Complete, Correct Content Key to Ecommerce Success
As food retailers continue their advance into ecommerce, a focus on clear, complete information is key to winning sales. New research from Irvine, Calif.-based digital commerce solutions provider Episerver shows that nearly all shoppers have jumped ship before making a purchase online because they found content to be lacking.
The report, “Reimagining Commerce,” says 98 percent of consumers have been dissuaded from such purchases due to incomplete or incorrect content, with nearly one-third (32 percent) of consumers being dissuaded every time. Further, more than one-third (35 percent) feel that brands do a poor or very poor job of customizing the online shopping experience, with just 7 percent believing the brands do this well.
Content has to be individually tailored. The report says many consumers expect personalized content as part of their online shopping experience, with nearly two-thirds (59 percent) expressing so. And while some brands are meeting these expectations, sadly, many aren’t, says Ed Kennedy, senior director of commerce at Episerver.

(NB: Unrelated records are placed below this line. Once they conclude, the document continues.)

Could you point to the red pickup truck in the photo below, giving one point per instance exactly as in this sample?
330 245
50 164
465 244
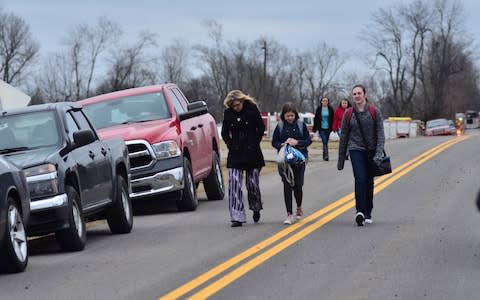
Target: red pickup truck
173 144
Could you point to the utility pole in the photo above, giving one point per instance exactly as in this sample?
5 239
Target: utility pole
264 77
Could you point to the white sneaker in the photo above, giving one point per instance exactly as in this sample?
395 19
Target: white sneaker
360 219
289 220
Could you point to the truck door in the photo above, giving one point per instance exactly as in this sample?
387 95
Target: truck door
203 153
101 167
191 135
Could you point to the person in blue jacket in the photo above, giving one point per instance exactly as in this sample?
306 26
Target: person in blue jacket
290 130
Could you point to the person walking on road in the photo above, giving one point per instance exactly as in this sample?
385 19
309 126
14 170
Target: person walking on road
362 133
290 130
242 132
323 122
338 116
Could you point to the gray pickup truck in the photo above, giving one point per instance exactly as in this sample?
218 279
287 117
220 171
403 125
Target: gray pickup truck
72 176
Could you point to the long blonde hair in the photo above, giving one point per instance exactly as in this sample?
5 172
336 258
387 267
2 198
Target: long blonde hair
237 95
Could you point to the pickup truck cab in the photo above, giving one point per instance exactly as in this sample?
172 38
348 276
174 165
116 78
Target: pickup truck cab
72 176
173 144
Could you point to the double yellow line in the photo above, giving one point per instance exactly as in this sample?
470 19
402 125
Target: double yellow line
328 212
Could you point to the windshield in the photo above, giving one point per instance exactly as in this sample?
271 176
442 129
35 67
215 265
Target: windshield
28 130
139 108
437 123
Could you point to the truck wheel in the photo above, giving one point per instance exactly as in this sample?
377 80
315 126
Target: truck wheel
119 215
214 186
188 199
74 237
14 251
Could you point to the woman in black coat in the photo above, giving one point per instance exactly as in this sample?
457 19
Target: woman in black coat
242 131
323 122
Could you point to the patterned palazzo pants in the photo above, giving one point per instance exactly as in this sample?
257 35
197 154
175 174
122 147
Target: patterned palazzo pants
235 193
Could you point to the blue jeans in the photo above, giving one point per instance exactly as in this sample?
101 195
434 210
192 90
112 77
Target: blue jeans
324 135
363 181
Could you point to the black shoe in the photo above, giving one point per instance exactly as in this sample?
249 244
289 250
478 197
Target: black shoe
256 216
360 219
236 224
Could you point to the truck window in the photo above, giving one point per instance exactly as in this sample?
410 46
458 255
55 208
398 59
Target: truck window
176 102
71 126
130 109
81 120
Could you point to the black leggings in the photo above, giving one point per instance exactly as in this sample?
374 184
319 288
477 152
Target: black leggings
297 189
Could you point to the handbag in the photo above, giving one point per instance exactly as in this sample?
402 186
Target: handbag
385 166
293 156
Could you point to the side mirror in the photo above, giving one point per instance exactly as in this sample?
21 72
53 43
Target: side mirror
196 108
83 137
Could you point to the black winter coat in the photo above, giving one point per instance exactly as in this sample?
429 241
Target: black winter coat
242 132
317 120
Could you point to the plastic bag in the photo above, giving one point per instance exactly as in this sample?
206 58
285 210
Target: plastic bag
293 156
281 155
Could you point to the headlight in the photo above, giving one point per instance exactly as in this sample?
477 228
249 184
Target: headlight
42 180
166 149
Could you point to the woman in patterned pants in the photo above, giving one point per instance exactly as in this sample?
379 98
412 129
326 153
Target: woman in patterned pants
242 131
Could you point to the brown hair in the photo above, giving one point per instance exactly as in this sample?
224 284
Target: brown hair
289 107
237 95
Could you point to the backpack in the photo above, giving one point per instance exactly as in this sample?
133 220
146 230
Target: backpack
371 109
299 124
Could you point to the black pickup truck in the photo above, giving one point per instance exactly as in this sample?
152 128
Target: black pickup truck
72 176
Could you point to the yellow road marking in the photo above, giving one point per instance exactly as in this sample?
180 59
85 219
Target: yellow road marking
381 184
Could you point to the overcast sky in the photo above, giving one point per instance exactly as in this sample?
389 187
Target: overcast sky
296 24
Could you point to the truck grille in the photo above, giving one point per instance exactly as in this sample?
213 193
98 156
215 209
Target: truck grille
139 154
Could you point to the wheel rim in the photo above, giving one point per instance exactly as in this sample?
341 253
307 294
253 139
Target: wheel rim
77 219
17 233
126 207
218 171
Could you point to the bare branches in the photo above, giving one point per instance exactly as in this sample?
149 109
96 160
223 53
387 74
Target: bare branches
17 47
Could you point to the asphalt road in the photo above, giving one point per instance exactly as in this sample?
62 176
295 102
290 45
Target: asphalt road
424 244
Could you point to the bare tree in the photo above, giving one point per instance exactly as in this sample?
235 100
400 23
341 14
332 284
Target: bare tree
130 66
448 57
399 44
17 47
324 64
84 45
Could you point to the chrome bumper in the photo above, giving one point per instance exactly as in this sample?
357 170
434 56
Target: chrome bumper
161 182
57 201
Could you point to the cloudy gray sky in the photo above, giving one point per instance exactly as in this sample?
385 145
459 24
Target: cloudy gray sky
297 24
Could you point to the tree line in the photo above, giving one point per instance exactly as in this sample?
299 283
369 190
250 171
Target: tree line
420 58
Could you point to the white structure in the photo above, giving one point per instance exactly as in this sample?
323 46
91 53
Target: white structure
11 98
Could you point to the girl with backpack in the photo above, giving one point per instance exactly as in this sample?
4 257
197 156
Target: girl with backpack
292 131
323 122
362 133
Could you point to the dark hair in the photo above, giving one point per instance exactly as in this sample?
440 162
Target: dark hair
360 86
289 107
348 103
363 89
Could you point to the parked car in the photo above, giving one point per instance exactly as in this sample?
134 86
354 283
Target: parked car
173 144
72 176
14 214
439 127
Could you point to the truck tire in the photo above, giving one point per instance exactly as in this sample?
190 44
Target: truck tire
74 237
14 251
188 200
120 215
214 186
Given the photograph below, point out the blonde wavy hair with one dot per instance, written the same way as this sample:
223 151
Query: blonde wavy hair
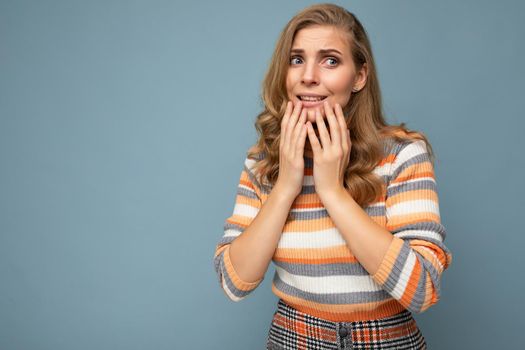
363 112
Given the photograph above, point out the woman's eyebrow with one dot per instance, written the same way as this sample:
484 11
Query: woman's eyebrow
322 51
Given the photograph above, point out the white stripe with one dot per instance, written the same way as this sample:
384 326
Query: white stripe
409 151
245 210
316 239
426 178
420 233
328 284
308 180
400 287
412 207
228 292
247 188
431 252
231 233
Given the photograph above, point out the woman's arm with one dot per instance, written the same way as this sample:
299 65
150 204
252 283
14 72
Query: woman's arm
251 235
407 257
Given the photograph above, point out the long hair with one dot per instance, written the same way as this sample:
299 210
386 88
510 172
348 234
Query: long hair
363 113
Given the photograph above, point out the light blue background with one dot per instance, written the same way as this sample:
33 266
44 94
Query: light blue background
123 126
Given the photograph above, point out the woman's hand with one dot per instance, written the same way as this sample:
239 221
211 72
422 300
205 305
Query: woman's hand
331 155
291 149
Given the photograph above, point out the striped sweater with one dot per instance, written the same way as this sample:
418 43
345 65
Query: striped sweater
316 272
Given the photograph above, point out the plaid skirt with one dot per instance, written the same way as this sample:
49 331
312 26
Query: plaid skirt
293 329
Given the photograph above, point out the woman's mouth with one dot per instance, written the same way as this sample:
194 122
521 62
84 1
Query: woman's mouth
310 101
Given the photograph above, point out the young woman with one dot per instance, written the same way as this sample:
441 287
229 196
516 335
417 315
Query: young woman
344 205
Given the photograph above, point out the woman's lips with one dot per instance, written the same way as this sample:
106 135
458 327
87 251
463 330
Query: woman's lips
312 103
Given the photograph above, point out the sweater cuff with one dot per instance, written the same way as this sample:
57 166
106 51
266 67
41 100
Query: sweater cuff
237 281
389 260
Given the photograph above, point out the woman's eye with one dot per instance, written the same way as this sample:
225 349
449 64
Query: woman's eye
333 59
293 58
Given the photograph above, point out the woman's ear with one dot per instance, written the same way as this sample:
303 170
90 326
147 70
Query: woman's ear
360 80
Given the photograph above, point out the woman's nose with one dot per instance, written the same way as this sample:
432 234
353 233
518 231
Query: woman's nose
310 75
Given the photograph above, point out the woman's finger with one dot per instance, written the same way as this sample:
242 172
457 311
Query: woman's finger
323 132
335 133
314 142
291 124
342 126
297 130
284 123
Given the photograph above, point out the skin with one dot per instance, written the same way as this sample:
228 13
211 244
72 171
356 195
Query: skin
252 251
329 74
330 149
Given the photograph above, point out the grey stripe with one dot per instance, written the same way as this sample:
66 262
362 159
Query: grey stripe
423 184
247 193
419 296
420 158
423 225
318 270
400 262
331 298
379 210
237 292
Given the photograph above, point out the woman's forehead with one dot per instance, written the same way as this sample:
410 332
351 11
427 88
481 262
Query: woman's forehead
322 37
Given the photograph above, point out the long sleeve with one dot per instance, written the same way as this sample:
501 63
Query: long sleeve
412 266
247 205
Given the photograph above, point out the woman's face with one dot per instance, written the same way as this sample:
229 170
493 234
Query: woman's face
321 65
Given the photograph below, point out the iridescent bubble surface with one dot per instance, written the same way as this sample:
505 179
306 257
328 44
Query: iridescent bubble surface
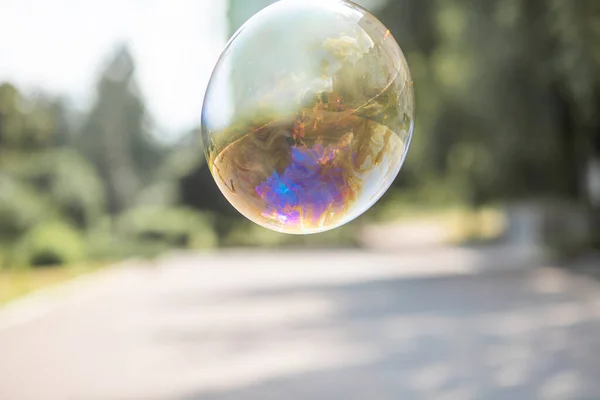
308 115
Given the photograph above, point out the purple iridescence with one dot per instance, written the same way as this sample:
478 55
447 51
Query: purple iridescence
311 187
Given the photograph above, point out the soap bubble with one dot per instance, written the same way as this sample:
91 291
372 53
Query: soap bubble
308 115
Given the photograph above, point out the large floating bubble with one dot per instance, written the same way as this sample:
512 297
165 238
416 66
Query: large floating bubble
308 115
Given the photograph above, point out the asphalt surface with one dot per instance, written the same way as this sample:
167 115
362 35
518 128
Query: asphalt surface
439 323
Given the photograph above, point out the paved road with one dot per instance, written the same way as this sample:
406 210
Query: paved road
432 324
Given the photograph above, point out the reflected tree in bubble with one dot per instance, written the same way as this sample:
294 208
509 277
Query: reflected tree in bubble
308 115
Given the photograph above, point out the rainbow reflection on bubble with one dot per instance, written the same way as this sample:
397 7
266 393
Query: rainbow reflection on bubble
317 119
311 189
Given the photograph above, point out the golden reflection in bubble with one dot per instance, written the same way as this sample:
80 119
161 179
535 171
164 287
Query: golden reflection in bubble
320 122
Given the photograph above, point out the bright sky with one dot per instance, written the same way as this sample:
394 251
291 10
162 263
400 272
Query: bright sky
60 46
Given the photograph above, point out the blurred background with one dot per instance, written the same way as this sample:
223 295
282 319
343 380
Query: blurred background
101 161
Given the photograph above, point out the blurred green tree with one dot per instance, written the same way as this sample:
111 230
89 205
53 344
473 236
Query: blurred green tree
116 135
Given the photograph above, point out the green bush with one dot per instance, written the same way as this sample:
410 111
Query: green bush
50 243
20 209
69 182
167 228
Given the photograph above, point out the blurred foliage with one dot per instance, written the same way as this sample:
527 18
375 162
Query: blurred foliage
50 243
168 227
508 94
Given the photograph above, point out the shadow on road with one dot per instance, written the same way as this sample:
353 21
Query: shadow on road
503 335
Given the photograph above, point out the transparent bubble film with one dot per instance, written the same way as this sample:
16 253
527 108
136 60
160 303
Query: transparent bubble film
308 115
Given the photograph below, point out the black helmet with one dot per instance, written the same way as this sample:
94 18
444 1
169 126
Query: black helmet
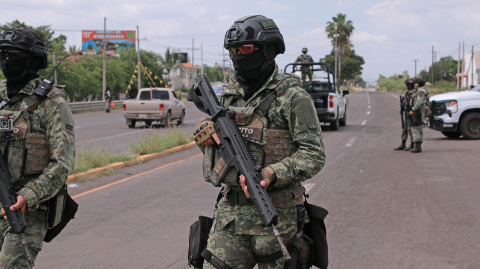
254 29
27 40
420 81
409 82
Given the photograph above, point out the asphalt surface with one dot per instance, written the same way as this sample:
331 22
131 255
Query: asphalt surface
388 209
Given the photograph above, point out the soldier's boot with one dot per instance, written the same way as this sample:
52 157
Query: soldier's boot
417 148
402 146
410 147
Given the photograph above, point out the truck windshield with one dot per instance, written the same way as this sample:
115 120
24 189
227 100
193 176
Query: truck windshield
145 95
320 87
160 95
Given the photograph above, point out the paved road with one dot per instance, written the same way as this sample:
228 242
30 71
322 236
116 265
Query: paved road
110 130
388 209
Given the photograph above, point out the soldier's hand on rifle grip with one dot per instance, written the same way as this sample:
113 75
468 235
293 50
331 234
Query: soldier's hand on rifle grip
268 176
21 204
204 132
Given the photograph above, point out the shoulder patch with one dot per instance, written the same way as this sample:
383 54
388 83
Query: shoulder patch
66 118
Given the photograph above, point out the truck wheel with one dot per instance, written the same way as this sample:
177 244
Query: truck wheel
181 120
470 126
343 122
168 120
452 134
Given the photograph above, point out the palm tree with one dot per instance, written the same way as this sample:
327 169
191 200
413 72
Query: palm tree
345 29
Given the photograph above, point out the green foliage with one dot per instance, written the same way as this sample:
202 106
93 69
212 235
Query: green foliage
151 142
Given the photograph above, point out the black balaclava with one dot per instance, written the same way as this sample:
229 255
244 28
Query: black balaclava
19 72
252 70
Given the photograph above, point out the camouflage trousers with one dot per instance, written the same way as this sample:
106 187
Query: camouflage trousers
304 76
240 251
12 254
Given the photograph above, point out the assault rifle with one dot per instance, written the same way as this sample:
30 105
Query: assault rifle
9 198
235 153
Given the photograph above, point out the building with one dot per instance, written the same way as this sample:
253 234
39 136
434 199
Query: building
184 76
471 69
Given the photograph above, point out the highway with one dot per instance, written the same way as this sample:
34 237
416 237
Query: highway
388 209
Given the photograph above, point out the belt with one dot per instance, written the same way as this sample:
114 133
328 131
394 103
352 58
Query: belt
238 198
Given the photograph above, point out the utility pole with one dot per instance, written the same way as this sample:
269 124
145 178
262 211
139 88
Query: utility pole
55 74
201 59
139 75
458 68
416 60
104 57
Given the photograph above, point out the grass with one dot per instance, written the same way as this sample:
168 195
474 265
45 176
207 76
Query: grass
97 156
150 141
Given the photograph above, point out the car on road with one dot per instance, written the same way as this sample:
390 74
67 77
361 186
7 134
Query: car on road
456 113
330 103
154 105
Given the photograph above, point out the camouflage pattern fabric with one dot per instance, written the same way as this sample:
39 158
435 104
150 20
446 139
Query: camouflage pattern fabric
305 58
418 102
12 254
234 226
51 120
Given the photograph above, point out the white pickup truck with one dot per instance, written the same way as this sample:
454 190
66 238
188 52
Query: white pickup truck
330 103
456 113
154 105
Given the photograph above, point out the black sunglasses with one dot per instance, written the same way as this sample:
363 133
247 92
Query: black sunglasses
11 54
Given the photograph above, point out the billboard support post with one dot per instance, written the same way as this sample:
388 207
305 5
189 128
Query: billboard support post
138 61
104 57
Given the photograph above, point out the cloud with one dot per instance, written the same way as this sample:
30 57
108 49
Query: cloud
370 38
383 7
267 5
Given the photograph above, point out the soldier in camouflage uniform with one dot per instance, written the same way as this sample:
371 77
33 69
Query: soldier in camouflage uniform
47 127
406 129
306 71
292 150
418 102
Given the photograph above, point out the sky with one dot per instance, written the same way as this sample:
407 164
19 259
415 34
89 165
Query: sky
389 35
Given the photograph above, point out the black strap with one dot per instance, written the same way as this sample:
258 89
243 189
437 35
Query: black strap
214 261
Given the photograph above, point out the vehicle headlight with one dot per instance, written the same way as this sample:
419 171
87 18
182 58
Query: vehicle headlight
452 106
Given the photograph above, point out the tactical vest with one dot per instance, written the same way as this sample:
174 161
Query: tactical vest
28 153
270 146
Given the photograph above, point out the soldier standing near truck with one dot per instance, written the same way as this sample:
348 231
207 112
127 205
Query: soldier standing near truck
305 58
288 147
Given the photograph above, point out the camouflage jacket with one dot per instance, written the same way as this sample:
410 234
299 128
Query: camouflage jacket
293 110
304 58
53 118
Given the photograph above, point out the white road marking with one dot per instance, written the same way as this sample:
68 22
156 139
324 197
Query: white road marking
308 186
350 143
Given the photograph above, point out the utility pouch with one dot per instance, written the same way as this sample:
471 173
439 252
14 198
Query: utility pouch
316 230
69 211
198 237
56 206
17 157
301 251
417 119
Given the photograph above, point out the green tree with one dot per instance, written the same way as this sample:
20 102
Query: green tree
344 29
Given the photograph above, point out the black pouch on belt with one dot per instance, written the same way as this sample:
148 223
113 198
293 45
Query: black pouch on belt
69 211
316 230
198 237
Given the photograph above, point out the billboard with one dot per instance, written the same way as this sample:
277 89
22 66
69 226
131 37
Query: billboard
117 40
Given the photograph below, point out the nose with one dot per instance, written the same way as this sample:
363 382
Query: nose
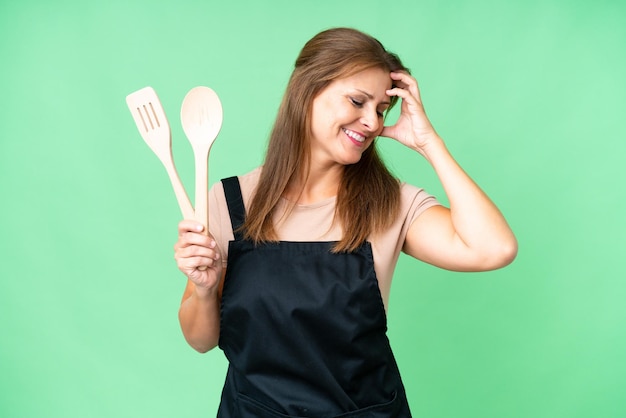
370 119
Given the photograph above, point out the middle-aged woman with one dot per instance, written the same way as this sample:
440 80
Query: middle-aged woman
293 279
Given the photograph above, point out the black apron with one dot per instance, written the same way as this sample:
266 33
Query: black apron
304 331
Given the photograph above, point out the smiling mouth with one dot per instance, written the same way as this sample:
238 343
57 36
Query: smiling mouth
357 137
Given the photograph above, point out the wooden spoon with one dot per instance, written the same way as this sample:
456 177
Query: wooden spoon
201 116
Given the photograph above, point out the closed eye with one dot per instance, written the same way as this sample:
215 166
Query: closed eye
356 102
359 104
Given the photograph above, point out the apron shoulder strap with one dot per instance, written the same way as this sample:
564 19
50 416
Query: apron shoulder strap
234 201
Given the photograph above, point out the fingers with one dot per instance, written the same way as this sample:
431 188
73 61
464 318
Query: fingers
405 81
194 250
189 226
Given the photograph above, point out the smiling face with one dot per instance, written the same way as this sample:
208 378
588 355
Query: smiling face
347 116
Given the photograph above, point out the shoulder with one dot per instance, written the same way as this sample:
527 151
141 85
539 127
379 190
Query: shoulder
247 183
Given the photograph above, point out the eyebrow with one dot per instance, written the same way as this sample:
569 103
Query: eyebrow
369 96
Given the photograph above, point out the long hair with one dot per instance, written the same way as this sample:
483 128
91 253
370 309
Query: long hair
369 196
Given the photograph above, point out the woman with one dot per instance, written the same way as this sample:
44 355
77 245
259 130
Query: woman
294 277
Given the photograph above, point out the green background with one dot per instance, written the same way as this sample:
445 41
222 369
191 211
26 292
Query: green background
529 96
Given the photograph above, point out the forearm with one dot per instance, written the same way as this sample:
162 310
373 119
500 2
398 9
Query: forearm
199 317
476 220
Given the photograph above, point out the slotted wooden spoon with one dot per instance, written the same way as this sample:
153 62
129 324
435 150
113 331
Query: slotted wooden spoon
201 116
152 124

"Just as a poorly designed storefront or cluttered displays can deter shoppers from a physical store, a website or mobile app with lackluster content can turn off consumers and in many cases, discourage them from making a purchase," said Kennedy. "Our study shows consumers really care about content when shopping online, not only the quality and accuracy, but also how it's delivered to them. Complete and accurate content is now table stakes, and brands looking to go above and beyond must consider personalization."
The report also shows consumers appreciate customized experiences outside of their online shopping experience. Forty-three percent of customers reported being open to customized in-store experiences, and 44 percent are interested in brands customizing coupons to them based on their location.
To compete in the age of Amazon, grocers should update their traditional brick-and-mortar experience for the modern shopper, Kennedy told Progressive Grocer. Services like ordering via app or website and and then picking up in-store will keep traditional grocers competitive with industry disruptors.
Grocers should also cater to the basic expectations consumers have when visiting their site or mobile app.
“Our study shows that only 8 percent of visitors come to a site with the intention to make a purchase,” Kennedy notes. “With consumers likely looking for store location, loyalty program information and other information with the intention to visit a physical store, grocers need to provide this basic information in an intuitive way.”
And more ambitious grocers should start experimenting with receipt guides and featured content that increases the time a consumer is on the site, Kennedy states. Studies show the more time a consumer spends on a site, the more likely they are to buy online or offline in the store. Recipe guides, for instance, can lead to higher basket sizes in-store and can feature higher-margin SKUs the consumer wouldn’t normally consider.